Andreeva savoure sa place en finale à Madrid : « J'ai appris à ne pas me soucier du classement de mon adversaire »
Mirra Andreeva a validé son ticket pour la finale à Madrid après une fin de match irrespirable face à Hailey Baptiste. La Russe, 19 ans, évoque sa gestion des moments chauds, sa relation avec Conchita Martinez et son état d’esprit avant d’affronter Marta Kostyuk.
Mirra Andreeva a tenu son rang à Madrid. Seule joueuse du top 10 encore en lice au stade des demi-finales, la Russe aura samedi une très belle opportunité de remporter, à 19 ans, son troisième WTA 1000.
Dans le dernier carré, la 8e mondiale a mis fin au parcours de Hailey Baptiste[/url], tombeuse de la numéro 1 mondiale Aryna Sabalenka au tour précédent (6-4, 7-6). Après avoir servi pour le match dans la deuxième manche, la Russe s’est crispée, avant de réaliser une belle remontée dans le jeu décisif.
Ce week-end, Andreeva sera opposée à Marta Kostyuk en finale. Avant d’affronter l’Ukrainienne pour la deuxième fois de la saison, la principale intéressée est revenue sur sa performance contre la joueuse américaine, et s’est projetée sur le match du titre dans la capitale espagnole.

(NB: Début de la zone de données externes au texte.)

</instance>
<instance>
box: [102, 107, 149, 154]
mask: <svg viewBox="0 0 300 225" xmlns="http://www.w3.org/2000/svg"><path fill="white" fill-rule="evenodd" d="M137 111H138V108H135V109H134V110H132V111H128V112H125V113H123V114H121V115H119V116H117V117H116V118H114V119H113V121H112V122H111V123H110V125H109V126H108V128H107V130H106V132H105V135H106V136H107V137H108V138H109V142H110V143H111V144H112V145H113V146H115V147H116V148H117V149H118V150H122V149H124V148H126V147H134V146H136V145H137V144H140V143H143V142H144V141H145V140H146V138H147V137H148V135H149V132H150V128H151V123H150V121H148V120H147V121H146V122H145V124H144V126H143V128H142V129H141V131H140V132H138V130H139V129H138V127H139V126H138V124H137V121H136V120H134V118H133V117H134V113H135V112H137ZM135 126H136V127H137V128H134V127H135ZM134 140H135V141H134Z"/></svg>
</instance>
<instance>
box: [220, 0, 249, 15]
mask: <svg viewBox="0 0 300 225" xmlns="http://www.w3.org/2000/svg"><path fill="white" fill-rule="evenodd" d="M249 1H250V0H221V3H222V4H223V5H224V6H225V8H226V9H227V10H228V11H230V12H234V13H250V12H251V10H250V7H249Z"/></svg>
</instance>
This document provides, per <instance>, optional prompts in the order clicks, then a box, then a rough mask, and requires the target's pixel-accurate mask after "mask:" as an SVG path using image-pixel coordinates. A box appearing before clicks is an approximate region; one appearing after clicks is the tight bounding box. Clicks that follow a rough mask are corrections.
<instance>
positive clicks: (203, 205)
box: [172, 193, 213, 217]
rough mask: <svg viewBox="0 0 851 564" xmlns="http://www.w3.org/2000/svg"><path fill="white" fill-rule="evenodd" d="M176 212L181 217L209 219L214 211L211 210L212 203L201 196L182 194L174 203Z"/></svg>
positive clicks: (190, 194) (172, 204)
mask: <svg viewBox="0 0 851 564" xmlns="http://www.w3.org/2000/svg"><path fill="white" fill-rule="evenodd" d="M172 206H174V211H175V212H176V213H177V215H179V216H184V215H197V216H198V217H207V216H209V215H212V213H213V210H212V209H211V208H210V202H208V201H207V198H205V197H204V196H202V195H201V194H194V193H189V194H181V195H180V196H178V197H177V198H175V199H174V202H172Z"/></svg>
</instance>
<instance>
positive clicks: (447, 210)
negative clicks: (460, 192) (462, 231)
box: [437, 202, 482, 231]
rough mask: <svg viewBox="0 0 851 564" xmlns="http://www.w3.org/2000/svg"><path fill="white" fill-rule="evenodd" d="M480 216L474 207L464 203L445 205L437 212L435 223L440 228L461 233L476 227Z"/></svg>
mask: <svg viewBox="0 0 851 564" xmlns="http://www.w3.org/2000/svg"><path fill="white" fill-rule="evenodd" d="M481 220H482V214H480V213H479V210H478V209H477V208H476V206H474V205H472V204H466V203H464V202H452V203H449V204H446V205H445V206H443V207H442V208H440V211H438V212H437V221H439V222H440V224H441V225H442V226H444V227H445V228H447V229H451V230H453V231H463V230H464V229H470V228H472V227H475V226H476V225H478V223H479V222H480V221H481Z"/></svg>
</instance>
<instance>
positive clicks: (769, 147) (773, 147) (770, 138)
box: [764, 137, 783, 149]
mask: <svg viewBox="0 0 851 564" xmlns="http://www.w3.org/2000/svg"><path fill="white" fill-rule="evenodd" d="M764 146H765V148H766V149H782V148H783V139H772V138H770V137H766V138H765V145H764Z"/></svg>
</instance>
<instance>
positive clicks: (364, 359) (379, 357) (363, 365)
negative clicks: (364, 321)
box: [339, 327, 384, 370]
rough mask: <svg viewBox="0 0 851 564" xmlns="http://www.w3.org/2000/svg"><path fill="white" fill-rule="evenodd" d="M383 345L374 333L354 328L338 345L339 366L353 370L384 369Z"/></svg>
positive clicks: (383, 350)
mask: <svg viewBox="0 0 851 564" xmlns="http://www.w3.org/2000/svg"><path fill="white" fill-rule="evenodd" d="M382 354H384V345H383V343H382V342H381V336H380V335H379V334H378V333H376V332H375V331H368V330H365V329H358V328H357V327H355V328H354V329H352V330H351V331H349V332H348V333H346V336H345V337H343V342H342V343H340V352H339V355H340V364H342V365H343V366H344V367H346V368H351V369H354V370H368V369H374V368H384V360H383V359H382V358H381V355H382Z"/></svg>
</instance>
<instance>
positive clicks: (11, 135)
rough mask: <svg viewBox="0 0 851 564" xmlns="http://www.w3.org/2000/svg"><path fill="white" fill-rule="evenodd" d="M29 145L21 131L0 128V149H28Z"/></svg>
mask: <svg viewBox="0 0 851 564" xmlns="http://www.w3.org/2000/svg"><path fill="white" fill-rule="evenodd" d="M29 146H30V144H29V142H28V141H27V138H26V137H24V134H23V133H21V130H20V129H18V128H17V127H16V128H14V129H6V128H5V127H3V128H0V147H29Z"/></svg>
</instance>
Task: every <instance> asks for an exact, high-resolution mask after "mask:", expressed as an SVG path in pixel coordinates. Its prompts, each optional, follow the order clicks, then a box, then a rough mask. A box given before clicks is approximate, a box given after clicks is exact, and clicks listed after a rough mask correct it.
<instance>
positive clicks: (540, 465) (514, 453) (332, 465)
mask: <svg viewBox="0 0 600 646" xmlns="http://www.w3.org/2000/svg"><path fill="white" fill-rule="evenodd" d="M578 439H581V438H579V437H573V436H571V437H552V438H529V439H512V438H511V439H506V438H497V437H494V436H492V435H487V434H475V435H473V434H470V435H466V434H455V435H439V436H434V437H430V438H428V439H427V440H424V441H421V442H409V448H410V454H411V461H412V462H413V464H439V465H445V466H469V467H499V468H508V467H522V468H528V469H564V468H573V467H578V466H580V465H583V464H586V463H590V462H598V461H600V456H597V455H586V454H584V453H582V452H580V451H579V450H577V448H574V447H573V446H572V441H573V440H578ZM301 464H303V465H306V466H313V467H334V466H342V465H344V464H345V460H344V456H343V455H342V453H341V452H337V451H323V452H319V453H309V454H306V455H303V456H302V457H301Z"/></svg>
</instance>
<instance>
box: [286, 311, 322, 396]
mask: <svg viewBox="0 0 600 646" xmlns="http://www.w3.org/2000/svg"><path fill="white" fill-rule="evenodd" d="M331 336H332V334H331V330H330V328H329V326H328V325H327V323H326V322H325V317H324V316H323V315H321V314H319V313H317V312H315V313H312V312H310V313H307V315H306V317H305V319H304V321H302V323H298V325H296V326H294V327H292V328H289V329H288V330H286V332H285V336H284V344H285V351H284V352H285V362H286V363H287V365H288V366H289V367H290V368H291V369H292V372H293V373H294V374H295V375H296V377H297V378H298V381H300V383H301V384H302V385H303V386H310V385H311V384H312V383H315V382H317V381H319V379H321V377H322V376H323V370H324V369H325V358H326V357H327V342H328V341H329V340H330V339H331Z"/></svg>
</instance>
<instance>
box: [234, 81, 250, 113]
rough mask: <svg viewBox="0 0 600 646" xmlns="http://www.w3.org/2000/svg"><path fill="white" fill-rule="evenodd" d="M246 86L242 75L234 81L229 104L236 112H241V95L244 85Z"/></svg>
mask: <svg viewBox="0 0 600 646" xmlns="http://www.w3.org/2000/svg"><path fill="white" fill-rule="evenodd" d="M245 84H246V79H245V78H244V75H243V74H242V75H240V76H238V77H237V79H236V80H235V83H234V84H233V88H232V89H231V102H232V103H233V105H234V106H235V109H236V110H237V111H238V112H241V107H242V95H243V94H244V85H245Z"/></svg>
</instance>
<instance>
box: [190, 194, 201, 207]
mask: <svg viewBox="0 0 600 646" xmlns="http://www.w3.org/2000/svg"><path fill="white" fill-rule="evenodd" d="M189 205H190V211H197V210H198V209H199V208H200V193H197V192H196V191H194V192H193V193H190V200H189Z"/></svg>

« Quand on sert pour gagner, tout le monde devient un peu nerveux »
« Quand le score était de 5-3 et qu'elle servait, je me suis dit que j'allais essayer de remporter ce jeu et de lui prendre son service pour gagner le match. J'ai eu l'impression d'avoir été un peu passive, et elle a réussi plusieurs coups gagnants après ma balle de match, je n'ai donc pas pu faire grand-chose.
Quand on sert pour gagner, tout le monde devient un peu nerveux, et j'ai commis quelques fautes après avoir très bien servi. Ce genre de choses arrive : le plus important, c'est la façon dont on s'en remet.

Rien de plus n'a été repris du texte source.